A good thing about being Treasurer is that you are one of the very few people who can enter the budget lock-up and then promptly walk out again. The shadow Treasurer receives no such privileges. I miss question time to enter the lock-up at 2pm and start going through the budget tables in detail. I go in with my friend and colleague Jenny Macklin, who has a razor-sharp policy mind and a deep-seated passionate approach to public policy. She is soft and tough all at the same time: caring deeply about the plight of the less fortunate, but willing to communicate hardline messages when necessary, and she was the perfect person to implement the Northern Territory intervention with compassion but determination. The silence of the budget lock-up is soon interrupted when she can’t help but voice indignation at the budget’s punitive treatment of aged pensioners, grumbling her outrage as we move through the budget, measure by measure.


The budget papers give the lie to the yawning gap between the government’s pre-election rhetoric and the post-election reality. We were promised no new taxes. In fact, the tax-to-GDP ratio is forecast to be higher every single year of the forward estimates, and at its lowest point will be higher than it ever was under the Rudd or Gillard governments.

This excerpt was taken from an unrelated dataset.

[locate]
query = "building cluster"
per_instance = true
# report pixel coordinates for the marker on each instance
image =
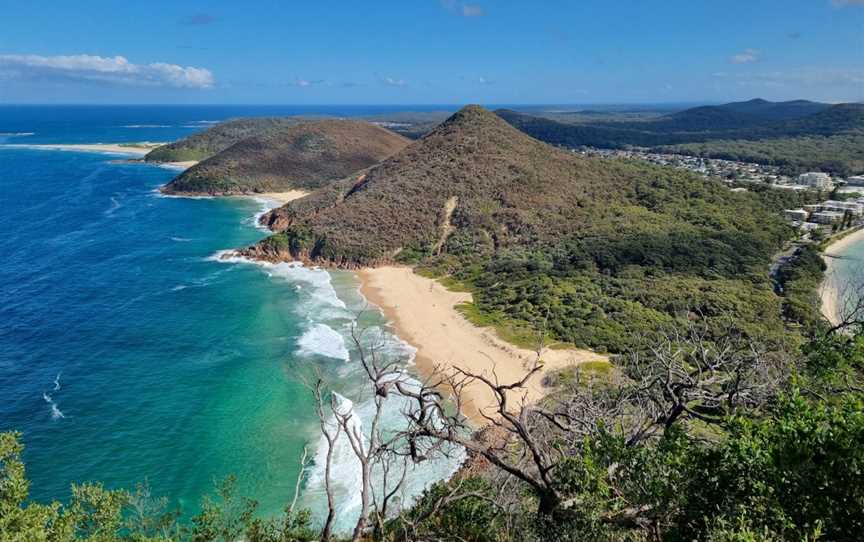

In fact, the Abbott government will have the eighth highest tax-to-GDP ratio in Australian history. The only seven occasions in which the nation has had a higher tax to GDP ratio were under the Howard government.

The National Press Club is a fine national institution. On average, I have addressed it twice a year for the last few years. Its boardroom, in which they entertain speakers and selected guests before each performance, has one of the finest collections of historical political photos I have seen in Australia. There are candid images of every prime minister since Menzies holding forth at the club. There’s even a reminder that the Shah of Iran once gave the Australian people the benefit of his views in a Press Club speech, as well as rarely seen photos of some of the great Australian political funerals.

In accordance with tradition, the shadow Treasurer addresses the club on the week after the budget. I type out the speech on my laptop as I traverse the country post-budget. I peck away at the keyboard juggling the computer on an unsteady Qantas tray. The government wants us to pass all their measures, but we find several of them too unconscionable to contemplate. Yet the sum total of all the measures we will oppose will have less of an impact on the budget than the cost of the government’s extraordinary paid parental leave scheme. There could be bipartisan consensus reasonably quickly on a significant measure to save tax payers: drop the biggest expansion of middle-class welfare we have ever seen by ditching the over-the-top PPL, and save tax payers more than $5 billion a year.

The National Press Club nearly doesn’t happen. My flight tries to land in Canberra three times but can’t penetrate a fog as thick as pea soup. We return to Sydney as the plane has limited fuel. Another flight to Canberra and finally success, although I am now ten minutes late for a nationally televised address. My long held view that it is a silly idea for Canberra to be Sydney’s second airport is strongly confirmed.

Enough of budgets. Now for television. The second season of the masterful political thriller House of Cards has reached its conclusion. I’m sure the scriptwriters have more install for us though, as our modern Macbeth has reached the zenith of power. The award for the best political drama of the last few years however, goes to the Danish series Borgen. The just completed third and final season is just as brilliant as its predecessors. What business does this nation of just six million have making such compelling television? Whatever the reason for Denmark producing such brilliant television, political aficionados should not miss it.